Caption
Every fall semester I teach a very special class - the Geography Field Course at the University of California Berkeley. My colleague Dan Plumlee and I lead a small group of students on three long weekend trips, traveling to remote areas of California.
This was on the first trip of this season, setting up camp near Lassen Volcanic National Park. You can see our big pickup truck, known as the Beast, and a ten passenger van. We are completely self-sufficient, carrying all the gear we need, drawing water from the stream. Tables and stoves have been set up and chairs arranged around the campfire. The cook crew is preparing fajitas for dinner while the others set up the tents. Everyone is bundled up as the cold mountain night falls, the temperature already down close to freezing.

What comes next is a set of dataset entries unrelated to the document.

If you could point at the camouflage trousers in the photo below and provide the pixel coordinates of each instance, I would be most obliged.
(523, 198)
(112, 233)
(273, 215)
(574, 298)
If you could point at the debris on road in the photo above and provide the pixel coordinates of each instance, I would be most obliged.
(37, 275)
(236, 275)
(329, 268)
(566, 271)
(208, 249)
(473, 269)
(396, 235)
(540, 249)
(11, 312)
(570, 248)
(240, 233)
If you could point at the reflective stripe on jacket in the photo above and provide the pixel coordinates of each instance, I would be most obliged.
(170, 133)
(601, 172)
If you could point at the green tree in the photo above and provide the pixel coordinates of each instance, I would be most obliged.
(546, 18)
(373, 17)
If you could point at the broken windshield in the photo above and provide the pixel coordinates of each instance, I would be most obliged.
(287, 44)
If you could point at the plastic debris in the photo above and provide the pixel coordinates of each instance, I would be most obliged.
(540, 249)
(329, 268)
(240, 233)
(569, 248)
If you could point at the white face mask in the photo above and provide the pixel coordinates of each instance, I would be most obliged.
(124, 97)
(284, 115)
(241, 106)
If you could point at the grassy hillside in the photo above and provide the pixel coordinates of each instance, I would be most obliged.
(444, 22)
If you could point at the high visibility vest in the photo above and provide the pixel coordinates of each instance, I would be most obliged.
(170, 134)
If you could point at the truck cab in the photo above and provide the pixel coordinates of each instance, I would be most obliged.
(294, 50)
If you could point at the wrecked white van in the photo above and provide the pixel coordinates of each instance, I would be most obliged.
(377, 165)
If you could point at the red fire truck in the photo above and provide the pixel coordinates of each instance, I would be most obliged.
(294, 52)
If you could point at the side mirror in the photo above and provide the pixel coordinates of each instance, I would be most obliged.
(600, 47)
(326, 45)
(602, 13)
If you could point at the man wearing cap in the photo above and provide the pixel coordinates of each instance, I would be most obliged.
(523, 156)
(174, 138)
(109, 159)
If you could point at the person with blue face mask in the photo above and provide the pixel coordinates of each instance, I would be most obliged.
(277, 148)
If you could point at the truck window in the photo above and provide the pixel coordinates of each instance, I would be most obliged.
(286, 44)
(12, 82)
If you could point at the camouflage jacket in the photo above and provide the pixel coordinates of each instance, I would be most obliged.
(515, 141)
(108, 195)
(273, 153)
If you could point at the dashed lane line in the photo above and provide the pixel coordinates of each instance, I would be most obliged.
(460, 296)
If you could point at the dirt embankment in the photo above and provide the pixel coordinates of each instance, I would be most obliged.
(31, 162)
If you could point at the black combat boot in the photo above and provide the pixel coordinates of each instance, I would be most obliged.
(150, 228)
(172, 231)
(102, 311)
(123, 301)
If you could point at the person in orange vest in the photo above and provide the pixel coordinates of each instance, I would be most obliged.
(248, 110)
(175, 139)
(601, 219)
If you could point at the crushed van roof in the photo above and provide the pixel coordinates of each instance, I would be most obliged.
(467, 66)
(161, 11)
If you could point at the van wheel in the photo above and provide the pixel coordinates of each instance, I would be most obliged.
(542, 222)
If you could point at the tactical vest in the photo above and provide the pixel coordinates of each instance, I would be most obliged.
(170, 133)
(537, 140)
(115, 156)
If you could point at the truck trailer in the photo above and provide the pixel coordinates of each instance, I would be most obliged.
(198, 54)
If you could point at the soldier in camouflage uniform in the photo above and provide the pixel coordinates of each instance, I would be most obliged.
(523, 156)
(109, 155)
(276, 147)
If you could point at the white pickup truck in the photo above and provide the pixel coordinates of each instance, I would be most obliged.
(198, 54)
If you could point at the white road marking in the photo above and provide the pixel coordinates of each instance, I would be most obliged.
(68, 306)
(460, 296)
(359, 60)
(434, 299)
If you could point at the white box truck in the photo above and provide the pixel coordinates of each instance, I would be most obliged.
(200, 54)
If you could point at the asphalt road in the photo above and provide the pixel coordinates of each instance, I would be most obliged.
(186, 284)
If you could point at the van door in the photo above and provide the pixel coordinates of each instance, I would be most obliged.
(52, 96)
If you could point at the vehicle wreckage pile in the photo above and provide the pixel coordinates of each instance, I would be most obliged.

On this three day trip we will visit active volcanic areas, explore lave tube caves, swim below spring-fed waterfalls, visit the site of the Modoc Indian War of 1872, consider the water controversy in the Upper Klamath River area, visit several picturesque small towns, and enjoy a sacred meadow high on Mount Shasta.
On the second trip, four days long, we cross the Sierra Nevada through Yosemite National Park then explore the ranges and valleys along California's eastern border. The third trip takes us south along El Camino Real and the San Andreas Fault rift zone, returning north along the Big Sur coast.